15

Derrotado, miraba hacia abajo como un caballero al que han roto su lanza y yace en el suelo tras una justa. Solo que él no tenía armadura, de hecho, estaba desnudo por completo y atado a una silla de pies y manos. Además, allí no había polvo, ni olor a excrementos de caballo y sudor, sino a miedo y humedad. Tenía el pelo empapado, el cuerpo entero mojado, ya que Apolo Sánchez le había echado encima un cubo de agua helada. Se había orinado encima y temblaba de pies a cabeza, no había vítores allí para el caballero enamorado, ni damiselas dejando caer sus pañuelos, solo burlas.

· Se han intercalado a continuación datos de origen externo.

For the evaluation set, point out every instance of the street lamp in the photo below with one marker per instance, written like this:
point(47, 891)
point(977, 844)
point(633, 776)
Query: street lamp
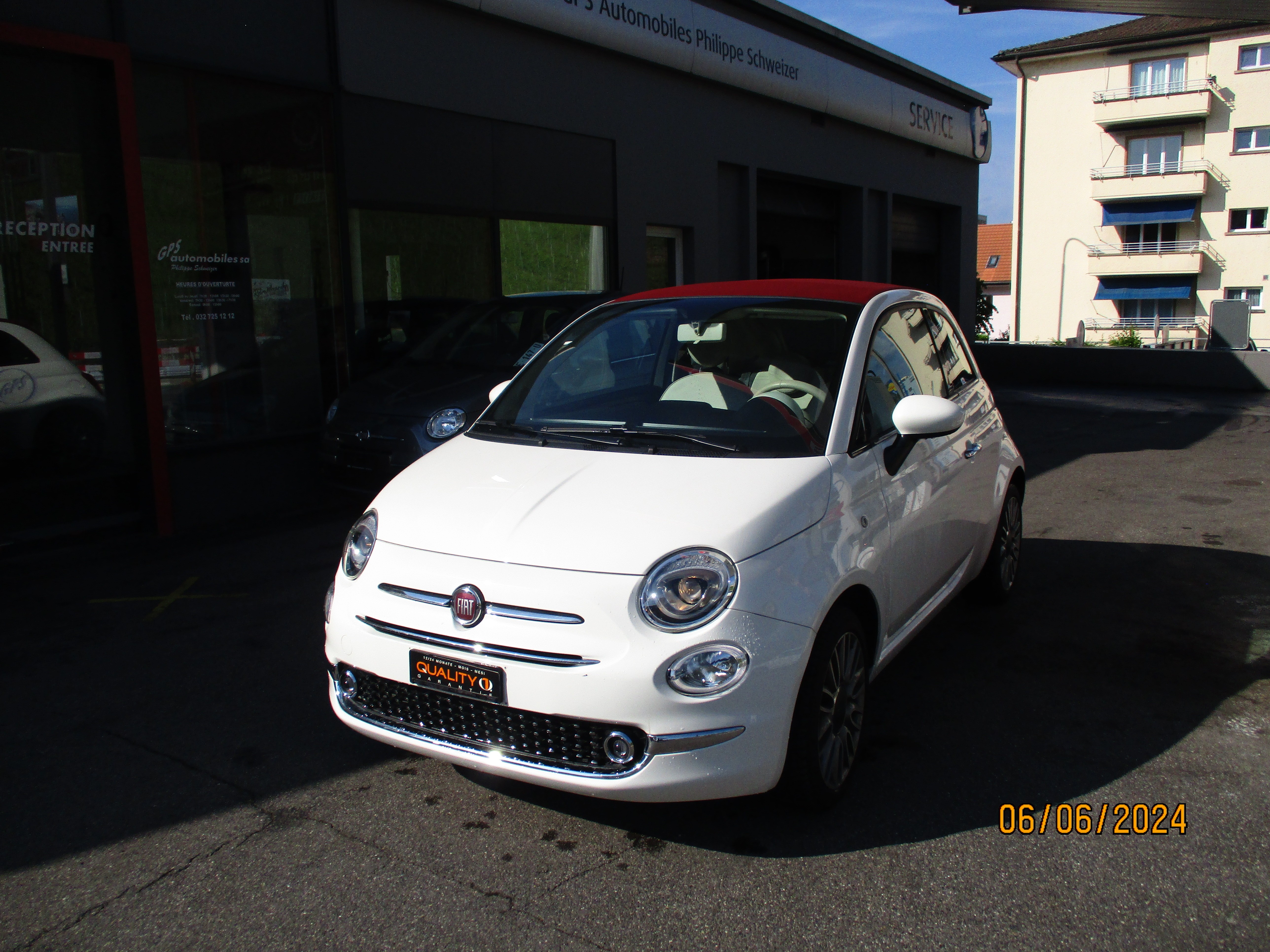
point(1062, 284)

El director le ridiculizaba con desprecio, como si al entrar en aquel manicomio hubiera perdido derecho a toda dignidad y clemencia. Como si para ellos el haberse enamorado fuese motivo de escarnio, de castigo. Preguntó varias veces por Agnus sin resultado, si había algo peor que aquellos «tratamientos» era el no saber nada de ella, ¿qué le estarían haciendo? ¿Lo mismo que a él? Oh, Dios, si estás ahí, si eres justo, que a ella no le hagan nada, que me lo hagan todo a mí; yo pagaré si hicimos algún mal. Pero si Dios le escuchaba, no lo mostraba de ninguna manera, y quizá aquel silencio por su parte significaba que sí, que estaba mal lo que habían hecho, que los locos tenían prohibido amar. Pensó que Carlos entraría allí, que le sacaría de aquel infierno, pero no lo hizo. Tiene las manos atadas, tiene miedo y es normal, tú también lo tendrías, se repetía.

Eran tiempos malos, faltaba el trabajo, había hambre y te podían fusilar solo con demostrar que escondías dinero republicano o por darle de comer a los maquis, él y el viejo Tobías lo sabían bien. Una persona con buena posición podía joderte la vida, Torcuato lo sabía.

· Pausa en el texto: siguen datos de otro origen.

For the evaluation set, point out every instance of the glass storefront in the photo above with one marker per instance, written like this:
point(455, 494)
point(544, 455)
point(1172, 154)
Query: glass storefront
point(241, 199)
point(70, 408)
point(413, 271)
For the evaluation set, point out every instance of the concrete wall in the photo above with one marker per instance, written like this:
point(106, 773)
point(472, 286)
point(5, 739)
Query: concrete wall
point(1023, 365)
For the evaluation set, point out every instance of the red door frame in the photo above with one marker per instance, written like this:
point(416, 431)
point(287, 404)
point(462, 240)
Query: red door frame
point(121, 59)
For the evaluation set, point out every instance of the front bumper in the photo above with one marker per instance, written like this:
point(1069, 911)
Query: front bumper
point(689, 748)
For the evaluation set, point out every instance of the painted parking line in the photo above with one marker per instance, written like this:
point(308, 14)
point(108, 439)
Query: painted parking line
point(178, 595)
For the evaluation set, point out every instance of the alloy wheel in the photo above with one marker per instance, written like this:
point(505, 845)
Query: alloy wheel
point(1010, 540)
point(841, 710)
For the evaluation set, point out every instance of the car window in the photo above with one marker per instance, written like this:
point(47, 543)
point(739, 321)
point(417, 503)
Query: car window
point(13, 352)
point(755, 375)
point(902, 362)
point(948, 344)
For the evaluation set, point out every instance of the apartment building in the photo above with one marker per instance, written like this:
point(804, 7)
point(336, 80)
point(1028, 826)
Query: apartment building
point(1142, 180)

¿Dónde estaría el viejo Tobías? ¿Le habrían buscado ya un nuevo ayudante?

Solo se veía el pene, los muslos y el suelo a su alrededor, podría levantar la cabeza, pero estaba muy cansado y le dolían todo los huesos. No se esperaba otro cubo, pero cuando el agua cayó se enderezó y su espalda crujió mientras sus dientes castañeaban.

—¡Más no! —gritó cuando pudo volver a hablar.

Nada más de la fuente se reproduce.